On Wed, 2008-08-06 at 10:07 -0400, Theodore Tso wrote:
> On Tue, Aug 05, 2008 at 12:53:51PM +0200, Thomas Trauner wrote:
> > On Fri, 2008-08-01 at 08:16 -0400, Theodore Tso wrote:
> > > On Fri, Aug 01, 2008 at 11:43:40AM +0200, Thomas Trauner wrote:
> > > > 
> > > > I have a problem with directories that contain more than 10000 entries
> > > > (Ubuntu 8.04.1) or with more than 70000 entries (RHEL 5.2).
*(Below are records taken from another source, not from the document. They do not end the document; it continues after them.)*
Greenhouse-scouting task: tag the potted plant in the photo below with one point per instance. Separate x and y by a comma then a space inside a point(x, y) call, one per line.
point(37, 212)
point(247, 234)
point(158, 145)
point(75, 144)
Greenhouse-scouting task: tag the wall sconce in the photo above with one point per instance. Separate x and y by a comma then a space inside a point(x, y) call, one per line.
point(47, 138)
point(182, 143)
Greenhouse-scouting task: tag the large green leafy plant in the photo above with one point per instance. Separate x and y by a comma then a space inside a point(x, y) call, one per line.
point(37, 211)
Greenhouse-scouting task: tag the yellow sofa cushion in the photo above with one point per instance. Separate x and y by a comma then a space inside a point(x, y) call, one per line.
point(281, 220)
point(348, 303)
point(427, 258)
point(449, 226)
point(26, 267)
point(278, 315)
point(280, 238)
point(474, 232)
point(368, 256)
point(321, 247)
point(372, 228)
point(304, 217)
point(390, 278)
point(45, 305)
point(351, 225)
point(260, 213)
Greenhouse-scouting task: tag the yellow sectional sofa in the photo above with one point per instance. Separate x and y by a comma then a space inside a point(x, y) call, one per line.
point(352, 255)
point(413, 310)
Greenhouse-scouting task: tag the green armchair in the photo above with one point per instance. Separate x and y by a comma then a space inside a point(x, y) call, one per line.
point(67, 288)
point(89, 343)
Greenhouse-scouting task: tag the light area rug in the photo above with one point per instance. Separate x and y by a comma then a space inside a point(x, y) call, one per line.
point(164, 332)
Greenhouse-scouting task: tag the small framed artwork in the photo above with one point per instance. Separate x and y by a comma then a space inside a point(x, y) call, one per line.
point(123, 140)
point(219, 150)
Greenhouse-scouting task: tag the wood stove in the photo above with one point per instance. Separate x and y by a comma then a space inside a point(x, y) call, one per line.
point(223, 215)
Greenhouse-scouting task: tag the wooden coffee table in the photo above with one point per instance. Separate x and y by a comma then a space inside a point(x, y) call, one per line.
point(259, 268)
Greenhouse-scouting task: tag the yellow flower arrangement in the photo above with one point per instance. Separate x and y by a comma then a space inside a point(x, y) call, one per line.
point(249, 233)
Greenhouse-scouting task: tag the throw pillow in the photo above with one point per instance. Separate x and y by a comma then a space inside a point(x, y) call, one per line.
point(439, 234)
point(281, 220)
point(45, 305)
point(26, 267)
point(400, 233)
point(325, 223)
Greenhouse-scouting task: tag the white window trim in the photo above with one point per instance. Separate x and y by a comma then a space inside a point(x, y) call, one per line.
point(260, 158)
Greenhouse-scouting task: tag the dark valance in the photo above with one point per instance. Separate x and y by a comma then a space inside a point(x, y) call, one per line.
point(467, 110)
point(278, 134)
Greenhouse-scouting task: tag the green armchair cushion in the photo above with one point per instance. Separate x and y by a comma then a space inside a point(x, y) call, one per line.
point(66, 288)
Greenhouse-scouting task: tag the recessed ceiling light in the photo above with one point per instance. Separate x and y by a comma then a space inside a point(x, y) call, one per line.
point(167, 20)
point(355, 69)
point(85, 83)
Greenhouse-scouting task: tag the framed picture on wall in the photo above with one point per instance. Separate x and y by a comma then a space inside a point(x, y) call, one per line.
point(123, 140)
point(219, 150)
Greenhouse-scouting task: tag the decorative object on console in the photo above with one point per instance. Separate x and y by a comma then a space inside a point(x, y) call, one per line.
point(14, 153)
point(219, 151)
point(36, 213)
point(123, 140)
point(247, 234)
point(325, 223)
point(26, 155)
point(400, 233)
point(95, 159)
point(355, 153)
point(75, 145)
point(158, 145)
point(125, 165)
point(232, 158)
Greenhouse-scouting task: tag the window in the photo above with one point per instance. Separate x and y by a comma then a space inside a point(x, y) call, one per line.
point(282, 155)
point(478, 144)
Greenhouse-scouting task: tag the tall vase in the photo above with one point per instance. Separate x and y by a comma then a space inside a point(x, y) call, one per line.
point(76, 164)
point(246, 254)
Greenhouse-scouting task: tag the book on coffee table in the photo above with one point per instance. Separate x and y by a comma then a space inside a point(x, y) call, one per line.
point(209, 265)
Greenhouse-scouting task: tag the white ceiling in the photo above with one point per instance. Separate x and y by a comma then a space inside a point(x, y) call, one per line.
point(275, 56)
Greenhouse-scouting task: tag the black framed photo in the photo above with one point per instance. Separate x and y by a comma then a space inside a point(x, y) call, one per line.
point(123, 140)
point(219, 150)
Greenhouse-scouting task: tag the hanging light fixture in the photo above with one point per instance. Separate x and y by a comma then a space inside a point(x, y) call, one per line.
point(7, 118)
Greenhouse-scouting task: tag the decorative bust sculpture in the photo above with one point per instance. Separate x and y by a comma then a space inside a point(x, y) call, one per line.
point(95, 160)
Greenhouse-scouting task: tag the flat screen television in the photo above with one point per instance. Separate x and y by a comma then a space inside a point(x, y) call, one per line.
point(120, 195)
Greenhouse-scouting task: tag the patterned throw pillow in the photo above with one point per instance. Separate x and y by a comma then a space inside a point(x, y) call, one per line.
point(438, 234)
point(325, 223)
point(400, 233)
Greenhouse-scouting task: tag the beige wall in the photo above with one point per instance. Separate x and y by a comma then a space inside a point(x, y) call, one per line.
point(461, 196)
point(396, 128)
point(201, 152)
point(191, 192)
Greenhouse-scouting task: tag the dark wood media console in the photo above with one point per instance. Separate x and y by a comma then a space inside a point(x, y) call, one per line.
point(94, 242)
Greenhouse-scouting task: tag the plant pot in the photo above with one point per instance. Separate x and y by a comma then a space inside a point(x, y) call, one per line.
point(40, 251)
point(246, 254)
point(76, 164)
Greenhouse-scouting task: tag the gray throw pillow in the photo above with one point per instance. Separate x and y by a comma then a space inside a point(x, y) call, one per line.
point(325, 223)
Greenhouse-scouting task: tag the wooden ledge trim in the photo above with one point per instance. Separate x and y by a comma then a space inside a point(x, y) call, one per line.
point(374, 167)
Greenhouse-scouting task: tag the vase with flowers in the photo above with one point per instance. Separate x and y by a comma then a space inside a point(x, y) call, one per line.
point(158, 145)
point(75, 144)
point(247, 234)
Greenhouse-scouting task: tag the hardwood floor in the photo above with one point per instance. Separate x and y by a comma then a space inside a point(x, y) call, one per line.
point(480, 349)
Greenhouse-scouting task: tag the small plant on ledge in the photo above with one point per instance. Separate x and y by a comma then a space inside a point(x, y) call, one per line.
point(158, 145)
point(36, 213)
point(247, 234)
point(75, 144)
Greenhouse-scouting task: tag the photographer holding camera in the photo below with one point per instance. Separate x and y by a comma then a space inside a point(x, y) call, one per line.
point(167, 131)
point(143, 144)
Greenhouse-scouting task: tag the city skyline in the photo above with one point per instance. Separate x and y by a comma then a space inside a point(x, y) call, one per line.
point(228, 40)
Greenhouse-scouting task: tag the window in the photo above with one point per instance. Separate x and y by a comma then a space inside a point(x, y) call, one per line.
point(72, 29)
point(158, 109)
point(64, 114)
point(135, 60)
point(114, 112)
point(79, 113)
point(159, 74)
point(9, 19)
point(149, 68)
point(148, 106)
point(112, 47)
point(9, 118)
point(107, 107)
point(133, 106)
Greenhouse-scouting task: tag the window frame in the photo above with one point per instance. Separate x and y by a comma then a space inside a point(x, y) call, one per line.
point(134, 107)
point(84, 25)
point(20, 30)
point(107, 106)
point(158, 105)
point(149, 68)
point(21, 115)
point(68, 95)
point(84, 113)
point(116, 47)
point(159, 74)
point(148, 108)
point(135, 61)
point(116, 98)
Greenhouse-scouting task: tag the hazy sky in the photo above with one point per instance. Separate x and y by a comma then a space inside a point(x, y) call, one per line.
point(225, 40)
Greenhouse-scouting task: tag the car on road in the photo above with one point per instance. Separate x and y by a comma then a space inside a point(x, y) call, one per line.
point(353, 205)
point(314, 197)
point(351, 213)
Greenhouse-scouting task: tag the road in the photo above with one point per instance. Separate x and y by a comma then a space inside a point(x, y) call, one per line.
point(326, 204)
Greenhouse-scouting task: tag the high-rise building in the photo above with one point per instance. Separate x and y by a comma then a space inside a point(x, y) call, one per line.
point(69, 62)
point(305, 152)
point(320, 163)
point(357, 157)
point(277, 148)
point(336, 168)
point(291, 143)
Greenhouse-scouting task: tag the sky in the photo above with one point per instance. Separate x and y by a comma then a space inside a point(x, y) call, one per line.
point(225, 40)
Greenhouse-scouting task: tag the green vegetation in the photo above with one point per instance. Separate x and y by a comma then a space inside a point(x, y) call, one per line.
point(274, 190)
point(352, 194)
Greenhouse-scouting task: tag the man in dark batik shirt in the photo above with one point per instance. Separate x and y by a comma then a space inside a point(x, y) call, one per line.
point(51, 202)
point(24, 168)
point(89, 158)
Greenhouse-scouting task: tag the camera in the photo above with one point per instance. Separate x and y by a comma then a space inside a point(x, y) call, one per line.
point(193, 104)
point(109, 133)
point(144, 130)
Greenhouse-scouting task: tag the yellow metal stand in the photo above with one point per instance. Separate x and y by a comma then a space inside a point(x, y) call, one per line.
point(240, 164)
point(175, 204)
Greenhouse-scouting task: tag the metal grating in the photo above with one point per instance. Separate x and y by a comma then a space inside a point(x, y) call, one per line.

If you use
> > > > readdir(3) or readdir64(3) you get one entry twice, with same name and
> > > > inode.
> > > > 
> > I made new tests with the code under
> > <http://www.unet.univie.ac.at/~a9100884/readdir.c> on a bunch of freshly
> > generated and empty filesystems, every about 38GB large, of type fat
> > (aborted after about 22000 entries because it took to long), ext2, xfs,
> > jfs and again ext3....
> 
> OK, I have a workaroud for you.  It appears there's a kernel bug
> hiding here, since there shouldn't be duplicates returned by readdir()
> even if we have hash collisions.  

Thank you for your fast help and detailed explanation! Now I've
something to read at home ;)

Thanks!
Tom

^ permalink raw reply	[flat|nested] 6+ messages in thread

* Re: duplicate entries on ext3 when using readdir/readdir64
  2008-08-06 14:07     ` duplicate entries on ext3 when using readdir/readdir64 Theodore Tso
  2008-08-06 15:14       ` Thomas Trauner
@ 2008-08-13 21:21       ` Mike Snitzer
  2008-08-14  2:58         ` Theodore Tso
  2008-08-14 14:52         ` Theodore Tso
  1 sibling, 2 replies; 6+ messages in thread
From: Mike Snitzer @ 2008-08-13 21:21 UTC (permalink / raw)
  To: Theodore Tso; +Cc: Thomas Trauner, linux-ext4, ext3-users

[-- Attachment #1: Type: text/plain, Size: 1200 bytes --]

On Wed, Aug 6, 2008 at 10:07 AM, Theodore Tso <tytso@mit.edu> wrote:
> On Tue, Aug 05, 2008 at 12:53:51PM +0200, Thomas Trauner wrote:
>> On Fri, 2008-08-01 at 08:16 -0400, Theodore Tso wrote:
>> > On Fri, Aug 01, 2008 at 11:43:40AM +0200, Thomas Trauner wrote:
>> > >
>> > > I have a problem with directories that contain more than 10000 entries
>> > > (Ubuntu 8.04.1) or with more than 70000 entries (RHEL 5.2). If you use
>> > > readdir(3) or readdir64(3) you get one entry twice, with same name and
>> > > inode.
>> > >
>> I made new tests with the code under
>> <http://www.unet.univie.ac.at/~a9100884/readdir.c> on a bunch of freshly
>> generated and empty filesystems, every about 38GB large, of type fat
>> (aborted after about 22000 entries because it took to long), ext2, xfs,
>> jfs and again ext3....
>
> OK, I have a workaroud for you.  It appears there's a kernel bug
> hiding here, since there shouldn't be duplicates returned by readdir()
> even if we have hash collisions.

Ted,

The attached patch has served my employer (IBRIX) well for 2.5 years.
It was only recently, when I re-raised this issue internally based on
this thread, that a co-worker recalled the fix.

regards,
Mike

[-- Warning: decoded text below may be mangled, UTF-8 assumed --]
[-- Attachment #2: ext3_dx_readdir_hash_collision_fix.patch --]
[-- Type: text/x-patch; name=ext3_dx_readdir_hash_collision_fix.patch, Size: 1400 bytes --]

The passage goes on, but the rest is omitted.